A Knot of Dread in my Belly

I am a rural creature at heart. I am happiest in natural surroundings, but since I’m not currently equipped to live out of a cave, the next best thing for me is to be surrounded by farmer’s fields. It helps me relax and feel that all is right in the world.

Unfortunately, over my life, this simple pleasure has become complicated with feelings of increasing unease. While I find endless fields of flowing wheat, all golden and the exact some height, artistically pleasing… they make me nervous. The drive home to my house started off as a mixed drive past corn, potato, pigs, alfalfa, mustard, cows, barley, peppers, chickens, and more. The year I moved away, the fields were corn, corn, soybeans, Roundup-scorched fallow, soybeans, corn, cows, Roundup-scorched fallow. As the variety of species declined, my sense of dread grew. The most of the corn wasn’t even corn for the local markets, it was cattle feed. Instead of 50 kilometres of dietary variety, all I had left was a repetitive dietary wasteland.

Did you know that if you tried to survive on a diet of nothing but corn you’d soon die of malnutrition, initially succumbing to diarrhea and mental deficiencies, depression, skin lesions and over a longer period of time, developing full-blown pellagra? Corn lacks three amino acids crucial for the human cells to process energy (niacin, tryptophan and lysine).  If you don’t eat corn with beans or use an alkali process that locks in tryptophan and lysine acids, which in turn allowed the body to make niacin, bad things happen.

My ideal farmer’s field is a jumbled-up mess. Eventually, I’m going to post about the Three Sisters, forest gardens, the beauty of seeds, and the horrors of a monoculture. It’s pretty much a guarantee, because I circle back to these topics over and over again every year. For now, let’s sum it up this way: variety is not only the spice of life, it is quite literally the key to survival. I have seen those keys handed over to two seed companies and an industrialized farming process and it has left me nervous about our future.

Before you wax poetical about a seed vault, Kirsten, maybe you could explain why we need a seed vault?

Normally, I like to have lists of three, but humans have charted a course so disastrous that I’m okay just talking about TWO root causes:

  1. The industrialization of food production has dramatically reduced the number of species of plants that feed our world; and
  2. Climate change is creating increasingly frequent events that may cause local food species to go extinct and/or create a need for a previously archived species (disease or drought resistance).

Let’s do the math.

Historically, we had a vast array of plants that we used to feed ourselves and and our herd animals. In just a half century, the span of my life, our food landscape has become almost unrecognizable to my grandparents. We are currently down to 30 crops that provide 95% of our food energy needs. Take rice for example: today, China uses 10% of the number of rice varieties that they used to grow. That’s 90% of the variety thrown out. Each one had a different taste, texture, and nutritional profile. They grew in a much wider variety of conditions. In the United States, they have abandoned over 90% of their fruit and vegetable varieties since the 1900s.

More than 40 percent of our daily calories come from three staple crops: rice, wheat and maize.
– Food and Agriculture Organization (FAO) of the United Nations

Why is this happening? It’s easier to grow a giant field of a single seed than a bunch of tiny plots of all different plants. You can use large scale machinery to make it faster and easier to plant, maintain, and harvest. You narrow down the seed selection to the the hardiest varieties that grow the most volume, even to the point of reducing dietary value and taste. It’s all about efficiency.

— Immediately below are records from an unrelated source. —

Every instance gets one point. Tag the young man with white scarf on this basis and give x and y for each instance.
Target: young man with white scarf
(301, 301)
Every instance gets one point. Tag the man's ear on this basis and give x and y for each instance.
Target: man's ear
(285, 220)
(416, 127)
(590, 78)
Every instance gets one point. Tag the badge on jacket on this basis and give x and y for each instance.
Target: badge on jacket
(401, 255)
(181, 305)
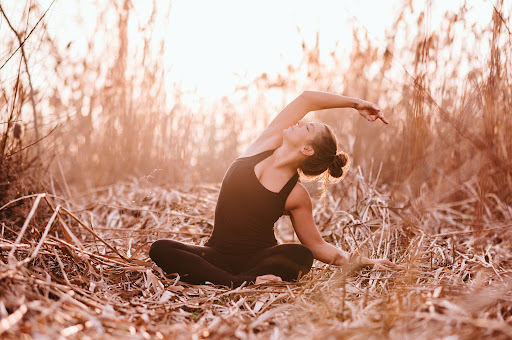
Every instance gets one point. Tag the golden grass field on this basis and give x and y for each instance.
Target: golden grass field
(84, 193)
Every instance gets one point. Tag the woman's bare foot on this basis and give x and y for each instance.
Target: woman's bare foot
(267, 278)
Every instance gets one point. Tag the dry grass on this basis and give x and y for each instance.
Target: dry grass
(441, 204)
(83, 271)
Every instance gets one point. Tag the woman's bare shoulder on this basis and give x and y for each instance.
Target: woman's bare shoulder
(298, 198)
(268, 140)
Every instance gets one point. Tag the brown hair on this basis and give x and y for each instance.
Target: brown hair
(326, 161)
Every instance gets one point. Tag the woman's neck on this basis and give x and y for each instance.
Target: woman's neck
(287, 158)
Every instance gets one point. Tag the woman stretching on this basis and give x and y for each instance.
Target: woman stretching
(260, 186)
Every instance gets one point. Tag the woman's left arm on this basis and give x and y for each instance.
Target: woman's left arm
(301, 213)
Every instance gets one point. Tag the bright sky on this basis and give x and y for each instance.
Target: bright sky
(212, 46)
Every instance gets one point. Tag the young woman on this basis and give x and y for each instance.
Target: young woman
(260, 186)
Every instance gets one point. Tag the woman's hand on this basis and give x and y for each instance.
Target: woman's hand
(267, 278)
(381, 264)
(369, 111)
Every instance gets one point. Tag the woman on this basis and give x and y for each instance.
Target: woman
(259, 187)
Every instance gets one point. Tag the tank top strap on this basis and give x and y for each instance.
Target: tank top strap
(285, 191)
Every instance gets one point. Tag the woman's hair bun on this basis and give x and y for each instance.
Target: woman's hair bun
(337, 166)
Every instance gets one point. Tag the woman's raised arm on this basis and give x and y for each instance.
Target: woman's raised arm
(271, 138)
(315, 100)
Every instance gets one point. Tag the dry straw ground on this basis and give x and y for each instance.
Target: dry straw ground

Unfortunately, efficiency (measured the way mono-croppers do) is the enemy of diversity. In our search for the fastest, easiest, most repeatable crops we have thrown away millions of years of evolution in food plants that might be desirable if conditions change. If it gets hotter, colder, wetter, drier, or soil became more acidic or basic, all of  sudden the seeds we are using might not grow successfully. We’ve traded away all of those options for coping with changes to our ecology against some short term gain. We’ve traded away flavour and taste and a richness of dietary input for predictability.

These decisions could very well come back to haunt us.

The Seed Vault

Seed vaults are giant safety deposit boxes that store agricultural diversity. Humans have a solid 13,000 years of agricultural experience, nursing plants into a a constantly expanding range of varieties. Seeds are stored in vacuum-packed silver packets and test tubes in large boxes that are neatly stacked on floor-to-ceiling shelves. While they might not be worth much in terms of dollars, any one of these seeds could be the solution to a drought in Syria, a flood in Alabama, charred soil in a war zone. There are big and small doomsdays going on around the world every day. Genetic material is being lost all over the globe. These seeds are the keys to the future of global food security.

The picture in the header of this blog post is the Global Seed Vault located on Spitsbergen in Norway’s Svalbard archipelago. It is one of about 1,700 similar vaults, called gene banks, all over the world. For the seed vault’s 10th anniversary on February 2018, a shipment of 70,000 samples was delivered to the facility, bringing the number of samples received to more than one million, representing over 13,000 years of agricultural history.